肩膀软的像是没有骨架的棉花,叫人有一种稍稍用力便能捏碎的感觉。
对面的一对年轻夫妇醒来,看见陈双他们,不由得相视一笑:
"阿丽,你再睡会儿,很快就到家了。"
"嗯!"女人甜甜的抿唇点头答应,放心的闭上眼,那种感觉,真的好像男人的肩膀便是她的整个世界一般,看着叫人暖心。
楚防震更多时候都在想,女人何必这么累?
如果每个女人都乐此不疲的话,那男人的位置岂不是容不下了?
低头看看怀里呼吸均匀的人儿,那长长的睫毛在眼帘上留下一抹醉人的剪影,随着姿势不舒服时而蹙眉抖动着,撩拨着人的心尖儿。
看来,想要征服你,还得比你更努力才行。
一个多小时后,京北总站到了,陈双被咔嚓嚓的刹车声和冲撞唤醒了,揉了揉蓬松的睡眼迷迷糊糊的问:
"到了?"
"到了!"楚防震说着,把行李箱从货架上拿下来,拉着陈双就顺着人流下车。
走出出站口楚防震拿手机去打了个电话说了一声我到了。
车站外九八年新款丰田w10黑色轿车内坐着一位四十多岁穿着旗袍披肩的女人,挂了电话对司机说了声到了。

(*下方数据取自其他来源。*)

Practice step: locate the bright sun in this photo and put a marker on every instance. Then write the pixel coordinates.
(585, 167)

女人因为保养得好,面相看去也不过三十来岁,齐耳的梨花烫短发,配上一对黑珍珠耳坠,将她的肤色衬托的更加白皙。
她不由得摇下车床往外看:"不知道这丫头人咋样!"
"太太,您放心吧,少爷眼光一向高的很,想必看上的姑娘也差不到哪儿去!"
司机是一位头发有些花白的五十岁男人,穿着一身中山装,笔挺又精神。
"哎,也是,防震都二十好几的人了,一直不提谈婚论嫁的事儿,可能跟他爹一样,眼光高!防震说了,这丫头的家庭背景也不错,父母都是做房产开发的,估摸着家教也不错!"
"太太,您看把您紧张的,又不是大姑娘上花轿!"
"还别说,儿子找媳妇儿还真没我年轻时候上花轿那么紧张呢!这不是盼着快点儿抱孙子吗!"
司机一阵嗤笑,感觉时间差不多了,他下了车顺便点根烟朝着出站口走去,眼睛紧紧地盯着出站口的旅客,生怕一眼不留人没看见。
人群中,楚防震拉着迷迷糊糊的陈双冲着老马招手:
"马叔,这儿呢!"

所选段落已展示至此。